The Pedal Power Association, South Africa’s largest cycling organisation, has called on Cape Town’s cyclists to join its anti-crime protest ride on Mandela Day. Photo: Supplied.

CAPE TOWN - The Pedal Power Association (PPA), South Africa’s largest cycling organisation, has called on Cape Town’s cyclists to join its anti-crime protest ride on Mandela Day, Thursday July 18.

In response to the spate of bike hijackings and robberies on Cape Town’s roads and cycle paths – especially on the cycle path running from the West Coast to Cape Town, as well as routes out to Kommetjie and around Stellenbosch – the PPA will once again shine a light on this and the general lack of safety of all cyclists, the PPA said in a statement.

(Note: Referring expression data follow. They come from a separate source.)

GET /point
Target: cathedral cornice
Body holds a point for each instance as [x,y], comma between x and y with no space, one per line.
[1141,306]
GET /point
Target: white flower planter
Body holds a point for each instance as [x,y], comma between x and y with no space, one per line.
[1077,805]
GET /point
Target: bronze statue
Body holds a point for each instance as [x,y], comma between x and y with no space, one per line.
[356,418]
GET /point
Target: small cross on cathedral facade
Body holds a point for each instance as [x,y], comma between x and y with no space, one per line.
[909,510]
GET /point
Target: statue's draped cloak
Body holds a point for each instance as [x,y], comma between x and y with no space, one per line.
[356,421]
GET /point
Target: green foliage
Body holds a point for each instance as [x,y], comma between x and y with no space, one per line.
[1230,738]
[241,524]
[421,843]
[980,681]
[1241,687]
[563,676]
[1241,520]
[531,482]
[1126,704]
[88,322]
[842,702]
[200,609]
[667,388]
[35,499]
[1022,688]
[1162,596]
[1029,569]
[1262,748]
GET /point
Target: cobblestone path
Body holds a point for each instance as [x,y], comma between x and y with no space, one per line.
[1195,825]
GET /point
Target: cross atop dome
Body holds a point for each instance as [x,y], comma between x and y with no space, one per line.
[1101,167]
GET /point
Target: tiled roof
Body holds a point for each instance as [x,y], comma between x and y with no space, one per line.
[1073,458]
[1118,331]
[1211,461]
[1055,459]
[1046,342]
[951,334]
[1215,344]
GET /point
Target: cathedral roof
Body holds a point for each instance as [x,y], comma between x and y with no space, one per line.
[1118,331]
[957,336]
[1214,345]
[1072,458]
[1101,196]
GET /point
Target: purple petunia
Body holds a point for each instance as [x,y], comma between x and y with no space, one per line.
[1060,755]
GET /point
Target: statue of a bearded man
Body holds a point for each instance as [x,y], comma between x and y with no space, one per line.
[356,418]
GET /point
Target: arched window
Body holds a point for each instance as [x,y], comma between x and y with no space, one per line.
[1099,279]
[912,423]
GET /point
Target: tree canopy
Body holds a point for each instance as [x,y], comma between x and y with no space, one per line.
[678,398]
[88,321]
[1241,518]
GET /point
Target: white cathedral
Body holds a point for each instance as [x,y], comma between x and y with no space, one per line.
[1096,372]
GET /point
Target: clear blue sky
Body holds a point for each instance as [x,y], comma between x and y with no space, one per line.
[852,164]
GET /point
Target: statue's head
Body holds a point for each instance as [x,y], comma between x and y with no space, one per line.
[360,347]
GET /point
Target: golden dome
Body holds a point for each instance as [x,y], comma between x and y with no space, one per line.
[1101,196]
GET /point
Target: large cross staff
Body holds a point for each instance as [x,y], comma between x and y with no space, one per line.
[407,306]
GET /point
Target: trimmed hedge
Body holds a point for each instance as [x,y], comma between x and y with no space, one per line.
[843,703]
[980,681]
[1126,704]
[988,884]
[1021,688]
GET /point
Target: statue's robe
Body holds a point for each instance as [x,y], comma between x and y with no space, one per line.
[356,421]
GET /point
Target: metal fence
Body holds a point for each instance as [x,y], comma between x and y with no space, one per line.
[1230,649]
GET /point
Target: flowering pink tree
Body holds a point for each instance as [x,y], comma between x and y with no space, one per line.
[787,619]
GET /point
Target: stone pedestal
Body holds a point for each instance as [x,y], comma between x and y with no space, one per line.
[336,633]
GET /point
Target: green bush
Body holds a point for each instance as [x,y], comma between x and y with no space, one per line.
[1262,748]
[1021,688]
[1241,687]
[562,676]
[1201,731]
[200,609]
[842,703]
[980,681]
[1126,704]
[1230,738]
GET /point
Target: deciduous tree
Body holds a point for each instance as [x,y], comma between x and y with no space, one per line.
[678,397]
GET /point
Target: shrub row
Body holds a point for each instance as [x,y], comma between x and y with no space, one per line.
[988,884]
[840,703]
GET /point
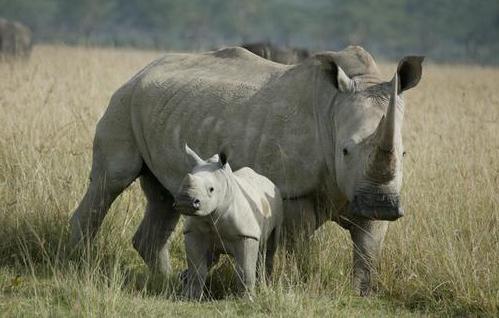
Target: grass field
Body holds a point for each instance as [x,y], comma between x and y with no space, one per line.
[441,259]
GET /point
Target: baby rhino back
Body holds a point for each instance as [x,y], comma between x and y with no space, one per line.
[262,197]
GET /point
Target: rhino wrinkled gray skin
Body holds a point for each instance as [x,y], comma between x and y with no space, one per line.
[237,213]
[283,55]
[327,132]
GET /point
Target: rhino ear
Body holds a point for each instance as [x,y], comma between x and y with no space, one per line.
[222,158]
[193,157]
[409,72]
[214,159]
[339,78]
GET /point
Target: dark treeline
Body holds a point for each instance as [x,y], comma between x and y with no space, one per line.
[444,30]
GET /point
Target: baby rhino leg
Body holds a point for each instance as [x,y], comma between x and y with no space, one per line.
[196,249]
[246,255]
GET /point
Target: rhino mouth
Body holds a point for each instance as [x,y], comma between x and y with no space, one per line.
[184,206]
[384,207]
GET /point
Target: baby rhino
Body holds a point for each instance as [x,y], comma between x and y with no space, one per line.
[237,213]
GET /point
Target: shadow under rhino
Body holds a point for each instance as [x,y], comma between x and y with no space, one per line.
[327,131]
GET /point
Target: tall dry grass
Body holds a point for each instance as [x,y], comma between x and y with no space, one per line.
[441,259]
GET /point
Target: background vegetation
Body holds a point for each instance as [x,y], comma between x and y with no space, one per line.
[439,260]
[444,30]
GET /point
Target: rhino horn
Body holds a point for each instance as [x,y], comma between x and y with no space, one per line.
[392,123]
[383,164]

“This protest ride is our way of expressing our immense frustration with the current situation,” PPA CEO Robert Vogel said.

“The safety of cyclists on our roads is of utmost importance. Since 2011, we have invested millions of rand in various safe cycling campaigns to secure safer roads and awareness for cyclists and to advocate mutual tolerance and respect among road users. We cannot advocate mobility without safety,” he said.

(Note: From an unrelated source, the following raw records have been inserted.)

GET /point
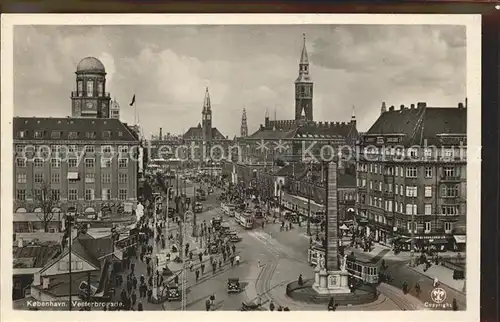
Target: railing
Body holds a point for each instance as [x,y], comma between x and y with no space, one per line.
[84,94]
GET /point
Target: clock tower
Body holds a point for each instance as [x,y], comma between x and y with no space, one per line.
[90,98]
[303,88]
[206,116]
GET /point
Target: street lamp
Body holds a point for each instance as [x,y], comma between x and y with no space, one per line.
[158,199]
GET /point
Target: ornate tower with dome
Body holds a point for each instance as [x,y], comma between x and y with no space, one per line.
[90,99]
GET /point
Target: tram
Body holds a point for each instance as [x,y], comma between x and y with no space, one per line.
[361,269]
[245,219]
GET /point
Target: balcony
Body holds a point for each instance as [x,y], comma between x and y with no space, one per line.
[84,94]
[450,179]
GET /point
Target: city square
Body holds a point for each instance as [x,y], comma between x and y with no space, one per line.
[121,204]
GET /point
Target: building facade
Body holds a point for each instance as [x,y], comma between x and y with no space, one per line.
[81,165]
[411,177]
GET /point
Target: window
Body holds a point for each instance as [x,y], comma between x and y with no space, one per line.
[89,162]
[55,194]
[106,177]
[449,210]
[55,177]
[105,163]
[411,191]
[428,172]
[428,192]
[72,163]
[100,88]
[427,226]
[72,194]
[449,172]
[412,152]
[106,135]
[122,163]
[122,178]
[450,191]
[55,135]
[90,135]
[21,178]
[411,209]
[89,177]
[21,194]
[55,163]
[89,194]
[90,88]
[106,194]
[411,172]
[21,162]
[122,194]
[38,177]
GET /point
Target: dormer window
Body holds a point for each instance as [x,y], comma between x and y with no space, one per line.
[90,88]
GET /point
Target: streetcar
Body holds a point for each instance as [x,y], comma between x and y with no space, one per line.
[361,269]
[245,219]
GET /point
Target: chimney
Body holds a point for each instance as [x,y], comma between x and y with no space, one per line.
[383,109]
[45,282]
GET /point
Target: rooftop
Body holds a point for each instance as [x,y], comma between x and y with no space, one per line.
[77,129]
[421,123]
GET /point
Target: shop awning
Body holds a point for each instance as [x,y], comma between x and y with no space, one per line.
[72,175]
[439,241]
[460,239]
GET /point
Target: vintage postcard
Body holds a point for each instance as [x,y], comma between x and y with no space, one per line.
[321,164]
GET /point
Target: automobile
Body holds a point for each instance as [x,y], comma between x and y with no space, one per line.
[173,293]
[198,207]
[233,285]
[234,238]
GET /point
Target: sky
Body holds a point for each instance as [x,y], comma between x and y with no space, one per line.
[252,67]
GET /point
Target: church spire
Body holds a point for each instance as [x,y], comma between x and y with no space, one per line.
[304,60]
[206,103]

The memorial ride would start at 11.30am from the Greenpoint Urban Park parking area and the ride would follow the various cycle paths along Somerset Road to Adderley Street and Government Avenue to the Houses of Parliament, where a letter stating PPA’s grievances would be delivered to Western Cape premier Alan Winde, transport MEC Bonginkosi Madikizela, Western Cape traffic chief Kenny Africa, and a representative of the South African Police Service (SAPS).

“We would also like to urge everyone attending the ride to write your own letter of grievance and bring it along to hand-over. If you cannot attend the ride, ask a friend to bring your letter along. It’s time that the authorities hear from all of us,” Vogel said.

Marshals would assist during the 12km ride, but there would be no road closures and all cyclists participating in the memorial ride were expected to obey all traffic rules and wear helmets. "Please wear your ‘Stay Wider of the Rider’ cycling jersey, should you have one," he said.